MILLERSTOWN, Pa. – Gnome-less no more.
A Perry County man is finding new venues for the tiny homes he builds after a state park evicted them.
It’s hard to tell what 16-month-old Joshua Heffner is thinking. His dad Jon, on the other hand, not so much.
He wears his feelings on his sleeve. “I love gnomes,” Heffner, of Reading, said Friday, showing off a tattoo of a gnome on his left bicep.
In Perry County for the weekend visiting in-laws, Heffner was right at home among the new gnome village in Millerstown Community Park.
“It’s nice to have something like that that people can come to the park and look at on top of just walking around,” Heffner said.

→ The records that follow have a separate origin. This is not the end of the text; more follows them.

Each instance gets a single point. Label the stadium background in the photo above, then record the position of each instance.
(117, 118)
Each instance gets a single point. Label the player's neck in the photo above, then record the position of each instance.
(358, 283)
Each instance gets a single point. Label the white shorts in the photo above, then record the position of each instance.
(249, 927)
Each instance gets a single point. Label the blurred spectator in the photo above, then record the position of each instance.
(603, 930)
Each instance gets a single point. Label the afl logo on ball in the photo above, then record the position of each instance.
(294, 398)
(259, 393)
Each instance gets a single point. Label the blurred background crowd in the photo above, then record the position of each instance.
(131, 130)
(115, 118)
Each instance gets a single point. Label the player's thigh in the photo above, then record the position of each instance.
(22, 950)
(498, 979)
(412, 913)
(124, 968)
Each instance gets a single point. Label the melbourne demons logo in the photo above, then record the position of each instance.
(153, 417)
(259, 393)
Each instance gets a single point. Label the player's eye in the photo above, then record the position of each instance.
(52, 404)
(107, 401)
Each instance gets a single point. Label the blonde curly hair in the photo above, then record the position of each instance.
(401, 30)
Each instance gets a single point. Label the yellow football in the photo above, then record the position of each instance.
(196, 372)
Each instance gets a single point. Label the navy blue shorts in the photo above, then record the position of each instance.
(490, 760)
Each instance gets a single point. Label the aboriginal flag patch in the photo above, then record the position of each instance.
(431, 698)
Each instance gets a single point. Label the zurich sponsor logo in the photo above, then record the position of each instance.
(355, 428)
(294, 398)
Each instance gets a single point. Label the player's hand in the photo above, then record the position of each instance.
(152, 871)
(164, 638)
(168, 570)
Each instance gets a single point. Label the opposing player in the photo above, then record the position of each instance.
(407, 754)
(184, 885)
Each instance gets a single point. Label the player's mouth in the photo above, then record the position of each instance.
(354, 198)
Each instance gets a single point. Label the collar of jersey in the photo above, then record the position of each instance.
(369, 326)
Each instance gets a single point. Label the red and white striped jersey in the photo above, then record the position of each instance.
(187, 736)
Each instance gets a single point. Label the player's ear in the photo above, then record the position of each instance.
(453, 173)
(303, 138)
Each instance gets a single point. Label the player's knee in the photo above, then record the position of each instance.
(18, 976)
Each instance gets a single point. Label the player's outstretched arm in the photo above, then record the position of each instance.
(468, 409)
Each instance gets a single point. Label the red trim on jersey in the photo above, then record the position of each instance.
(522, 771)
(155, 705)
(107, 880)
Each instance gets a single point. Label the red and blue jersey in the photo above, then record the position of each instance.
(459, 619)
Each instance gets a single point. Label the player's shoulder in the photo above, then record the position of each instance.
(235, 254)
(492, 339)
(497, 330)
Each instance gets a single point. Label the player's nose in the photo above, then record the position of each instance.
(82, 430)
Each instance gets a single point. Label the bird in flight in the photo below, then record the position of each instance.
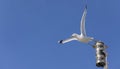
(79, 37)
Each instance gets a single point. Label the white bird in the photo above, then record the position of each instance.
(82, 37)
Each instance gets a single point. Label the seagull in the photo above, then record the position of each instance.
(79, 37)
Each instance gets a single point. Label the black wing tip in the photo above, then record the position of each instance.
(61, 41)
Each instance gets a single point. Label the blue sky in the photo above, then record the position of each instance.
(30, 29)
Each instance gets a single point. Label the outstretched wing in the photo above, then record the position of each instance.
(82, 28)
(67, 40)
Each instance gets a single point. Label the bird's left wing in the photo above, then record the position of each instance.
(67, 40)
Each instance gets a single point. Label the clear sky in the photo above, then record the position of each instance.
(30, 29)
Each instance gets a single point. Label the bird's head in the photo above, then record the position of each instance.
(74, 35)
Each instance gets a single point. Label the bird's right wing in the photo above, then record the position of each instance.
(82, 28)
(67, 40)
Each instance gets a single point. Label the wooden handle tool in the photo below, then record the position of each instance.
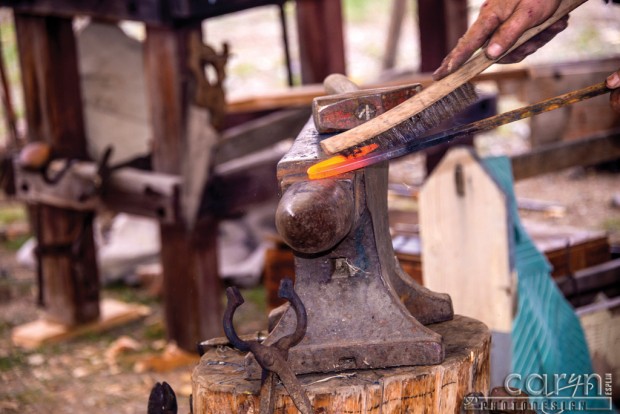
(436, 91)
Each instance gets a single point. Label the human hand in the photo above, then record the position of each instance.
(613, 82)
(499, 25)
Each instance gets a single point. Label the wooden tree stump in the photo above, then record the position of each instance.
(219, 386)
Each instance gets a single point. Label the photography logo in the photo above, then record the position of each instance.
(547, 394)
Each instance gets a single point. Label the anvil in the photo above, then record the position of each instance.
(364, 311)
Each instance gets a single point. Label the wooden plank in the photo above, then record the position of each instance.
(441, 25)
(44, 332)
(465, 240)
(192, 290)
(48, 60)
(601, 325)
(595, 278)
(303, 95)
(260, 133)
(150, 11)
(129, 190)
(321, 39)
(592, 150)
(192, 9)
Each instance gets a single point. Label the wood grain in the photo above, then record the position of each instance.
(465, 240)
(219, 386)
(48, 60)
(192, 291)
(433, 93)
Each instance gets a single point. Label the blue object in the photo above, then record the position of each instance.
(550, 357)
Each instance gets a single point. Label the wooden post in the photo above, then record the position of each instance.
(68, 267)
(321, 41)
(192, 291)
(442, 23)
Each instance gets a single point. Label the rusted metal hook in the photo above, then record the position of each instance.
(273, 359)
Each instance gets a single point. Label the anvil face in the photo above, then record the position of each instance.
(363, 311)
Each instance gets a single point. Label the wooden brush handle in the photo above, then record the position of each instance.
(435, 91)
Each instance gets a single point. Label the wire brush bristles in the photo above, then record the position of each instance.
(416, 126)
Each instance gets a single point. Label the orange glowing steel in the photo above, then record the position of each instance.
(340, 164)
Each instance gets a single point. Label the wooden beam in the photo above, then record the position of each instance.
(68, 268)
(321, 39)
(592, 279)
(150, 11)
(592, 150)
(301, 96)
(192, 289)
(260, 133)
(129, 190)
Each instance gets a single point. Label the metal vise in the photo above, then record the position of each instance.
(364, 311)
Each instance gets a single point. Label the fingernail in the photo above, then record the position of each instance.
(494, 50)
(613, 81)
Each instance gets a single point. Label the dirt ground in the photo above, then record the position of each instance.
(87, 375)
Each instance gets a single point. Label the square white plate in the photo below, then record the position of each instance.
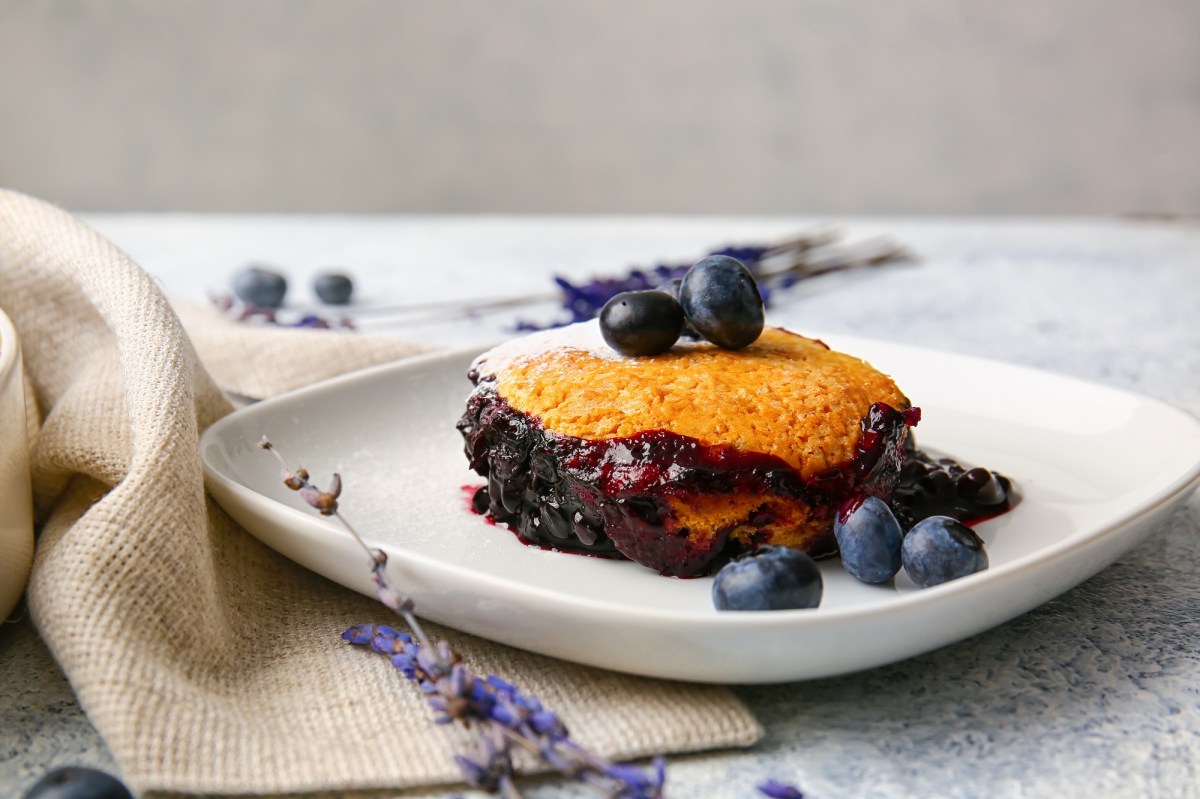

Joshua cooed his agreement.
“I wasn’t expecting it,” said Clare Bachman, a Perry County native back home from college, as she walked through the park. “It’s really not normal, but.”
But here we are. How did we get here?
“I know that there was something about Little Buffalo, and there was a guy who made them for there, and they didn’t like them, and now they moved them to parks throughout Perry County,” Bachman recalled. “Correct?”
That’s basically right. The builder, Steve Hoke, had permission to install gnome homes in Little Buffalo state park last year.
Then the manager changed his mind. So Hoke re-gnomed them.
“After the emotional letdown of leaving Little Buffalo,” he said, “this is kind of rejuvenating for me.”
This week, Noye Park in Duncannon got its first new residents, too.
“I reached out to Duncannon Borough, talked to our parks and rec, they said green light, see what you can do,” said Lisa Landis, a community advocate who runs the This is Duncannon Facebook page.
“We’ve heard from Nigeria and the U.K.,” Hoke said, “and this is a little closer, so.”
He put in three to start. “Hopefully in the next two weeks I’ll have eight or ten more.”
Here comes the neighborhood.
“We brought a little bit of magic here to Duncannon,” Landis said.
“Now I just hope the community will adopt these,” Hoke said, “and enjoy them as much as I do.”